Wild Encounters: Julian Matthews
info_icon

The morning sun was beating down hard as we made our way back to the Kisli park gate. It had been a few hours well spent. The four of us had had a delightful drive through the meadows and malevolent sal forests of the Surhi range of Kanha, where statuesque barasingha abounded and the sal borer beetle Hoplocerambyx spinicornis, was doing its best to kill whole groves of trees, sawdust heaped around their trunks. The trip had been a revelation. Seldom can I remember a drive with such a sense of ‘wildness’, seemingly all to myself. We had stopped, we had watched, we had listened, all our senses concentrated on the sights and sounds of the jungle. Yes, the driver had become a little fidgety, the guide a bit bored, but I was elated.

Heading for the park gates, my eye’s beginning to feel heavy as we bumped along and my stomach aching for breakfast, I had just nodded off when the gypsy driver slammed on his brakes so hard that I was nearly jettisoned in my sleepy stupor headlong over the bonnet from the back seat. Coming around a blind bend not a few metres in front of us, an unperturbed tigress lay sprawled across the road.

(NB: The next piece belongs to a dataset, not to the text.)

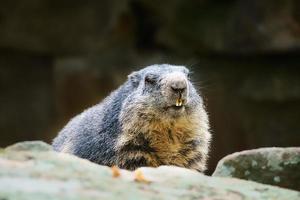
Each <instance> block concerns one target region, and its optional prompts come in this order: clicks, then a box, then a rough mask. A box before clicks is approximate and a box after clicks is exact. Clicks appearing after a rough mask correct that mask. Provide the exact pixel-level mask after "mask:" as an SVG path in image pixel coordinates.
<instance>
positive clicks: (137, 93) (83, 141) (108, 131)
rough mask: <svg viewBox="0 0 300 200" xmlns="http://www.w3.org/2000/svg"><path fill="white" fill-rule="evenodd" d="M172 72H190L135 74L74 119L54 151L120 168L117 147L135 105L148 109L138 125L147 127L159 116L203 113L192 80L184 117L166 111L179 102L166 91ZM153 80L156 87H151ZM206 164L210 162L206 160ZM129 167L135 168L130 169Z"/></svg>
mask: <svg viewBox="0 0 300 200" xmlns="http://www.w3.org/2000/svg"><path fill="white" fill-rule="evenodd" d="M172 72H178V73H182V74H184V76H187V74H188V73H189V72H188V70H187V69H186V68H185V67H183V66H172V65H167V64H163V65H152V66H149V67H146V68H144V69H141V70H139V71H137V72H133V73H131V74H130V75H129V76H128V80H127V81H126V82H125V83H124V84H123V85H121V86H120V87H119V88H118V89H117V90H115V91H114V92H112V93H111V94H110V95H109V96H108V97H106V98H105V99H104V100H103V101H102V102H101V103H99V104H97V105H95V106H93V107H91V108H89V109H87V110H85V111H84V112H83V113H81V114H79V115H77V116H76V117H74V118H73V119H72V120H71V121H70V122H69V123H68V124H67V125H66V126H65V127H64V128H63V129H62V130H61V131H60V133H59V134H58V136H57V137H56V138H55V139H54V141H53V148H54V150H55V151H63V152H67V153H71V154H74V155H76V156H79V157H81V158H85V159H88V160H90V161H92V162H95V163H98V164H101V165H107V166H113V165H118V159H119V158H118V148H116V146H117V145H118V142H119V141H118V140H119V139H120V136H122V134H125V133H123V128H122V127H123V126H124V123H127V119H129V120H130V116H131V114H133V113H132V112H137V110H136V109H135V105H137V106H140V107H147V109H146V111H145V112H141V114H143V115H144V116H142V115H141V118H143V119H144V120H141V121H140V122H139V121H137V122H135V123H137V124H138V123H144V124H145V123H148V122H147V120H151V119H152V118H158V117H161V118H162V119H166V118H170V119H176V118H177V117H179V115H186V116H189V115H190V114H191V113H192V112H195V111H194V110H195V108H198V107H199V108H200V109H201V112H203V111H204V110H202V108H203V105H202V98H201V97H200V95H199V94H198V93H197V91H196V90H195V88H194V87H193V85H192V83H191V82H190V81H187V84H188V93H186V98H187V99H188V100H189V101H188V103H187V104H186V105H185V112H184V113H181V114H180V113H179V112H178V111H174V110H171V109H165V108H166V106H172V105H173V104H174V102H175V100H174V99H175V97H174V99H173V96H172V95H174V94H173V93H170V92H169V91H168V92H166V91H165V90H166V89H165V88H164V85H163V84H165V82H164V77H165V75H168V74H170V73H172ZM145 79H147V81H148V82H150V83H147V82H146V81H145ZM151 81H153V82H155V84H151ZM162 90H163V91H162ZM163 92H164V93H163ZM173 100H174V101H173ZM203 109H204V108H203ZM148 111H151V112H149V113H148ZM204 112H205V111H204ZM205 114H206V113H205ZM124 115H128V116H129V118H128V116H127V117H123V116H124ZM145 115H146V116H145ZM150 115H151V116H150ZM154 115H155V116H154ZM145 119H146V120H145ZM199 120H201V119H199ZM203 120H207V119H203ZM205 123H206V122H205ZM207 123H208V122H207ZM205 131H207V133H206V132H205V134H207V135H209V133H208V125H207V127H205ZM209 136H210V135H209ZM207 137H208V136H207ZM209 138H210V137H208V138H207V139H205V140H206V141H205V147H204V148H205V152H204V154H205V155H206V154H207V151H208V144H207V143H209ZM203 162H206V159H204V161H203ZM125 168H129V169H131V167H126V166H125Z"/></svg>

The tearing brakes on shifting sand and sudden human alarm and shout of ‘Bagh’ had woken her from her own stupor. With a slight craning of her neck to see what all the fuss was about, the young lady settled back down to continue her late morning zzzz. No bother, no fuss! Blasted travellers she must have thought. Never let a girl get her beauty sleep!

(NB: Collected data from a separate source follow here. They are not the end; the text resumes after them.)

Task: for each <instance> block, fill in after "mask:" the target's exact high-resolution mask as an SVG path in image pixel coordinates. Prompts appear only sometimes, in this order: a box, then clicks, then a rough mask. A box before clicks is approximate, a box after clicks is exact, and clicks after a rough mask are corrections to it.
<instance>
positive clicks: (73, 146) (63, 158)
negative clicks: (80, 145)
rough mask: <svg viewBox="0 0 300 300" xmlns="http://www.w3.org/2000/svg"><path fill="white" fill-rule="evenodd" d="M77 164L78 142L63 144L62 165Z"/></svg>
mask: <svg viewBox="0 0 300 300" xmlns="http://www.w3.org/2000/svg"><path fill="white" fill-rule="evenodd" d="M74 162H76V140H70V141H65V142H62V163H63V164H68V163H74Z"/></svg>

However, for our shocked driver whose reflex actions had avoided an initial catastrophic collision with the slumbering Indian royalty splayed only five metres from our bonnet, the situation was still perilous. Now stationary, our driver was unable to move forward, yet was parked on a nasty blind corner. The next driver to come around that same corner—no doubt dreaming of breakfast—may not be so quick footed on the brakes and the resultant shunt would prove just as dangerous to both man and our comatosed beauty.

It just goes to show that for all the hysteria about tourism affecting tigers, the reality is that it’s only humans that think like that. Tigers just get on with life—or what they specialise in: relaxing—and often in the middle of the road.